By OPAL "GRANDMA" HABISCH

I went on a vacation to Florida when I was small. During the vacation, my family and I went fishing on a big boat called the June Bug. This boat took people to fish way out on the ocean

There were 10 people on this trip on the June Bug, including the captain and my family. I caught a big swordfish. It was about seven feet long and I needed help to get him in the boat.

As we were trying to land the fish, we suddenly noticed shark fins in the water. They must have been attracted by the wounded fish I had caught.

And then the captain of the boat said, "There is a big storm coming. We must cut the line to let the fish go and hurry in to shore."

All of a sudden, I noticed that the boat was rocking back and forth in the big waves and water was coming in the boat.
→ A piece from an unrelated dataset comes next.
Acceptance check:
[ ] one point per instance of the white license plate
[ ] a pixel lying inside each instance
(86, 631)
Some of the crew members were pumping the water out of the boat, as they passed out life jackets. Everyone was getting very nervous.

But all I could think about was that I couldn't keep my big fish. There were tears running down my face.

Some of the people on the boat were getting very scared. I heard them ask the captain, "Are we going to drown?" But the captain said, "No, we can't drown. We have to go fishing again tomorrow. This little girl wants to catch another big fish."

Suddenly I realized that we were in a very dangerous situation and I quickly forgot all about the fish that I lost.

As we got nearer to shore, the waves seemed to get a little smaller. It was very dark out as we hurried back to the motel and we watched the storm out the window. I couldn't believe we had actually been out in a boat in waves like those that were crashing onto the beach.

The next day, the weather was beautiful and we went out fishing again. I caught another fish, but as before, the captain had to cut my line because baracudas, which are even meaner than sharks, started to gather around our boat.

We were fishing very close to the country of Cuba. The captain said he had to be very careful not to get too close because if we strayed into Cuban waters, the Cubans could seize his boat. He had been caught going too close two times before and if it happened again, he could lose his fishing license for the rest of the year.

Well, that was enough excitement for my vacation. First sharks, then a storm, then a baracuda, now worrying about getting too close to Cuba. It was time to go home to Minnesota.

When we got home, the first thing I did was go fishing. Before you knew it, I caught my limit of walleyes. And I didn't have to worry at all about sharks.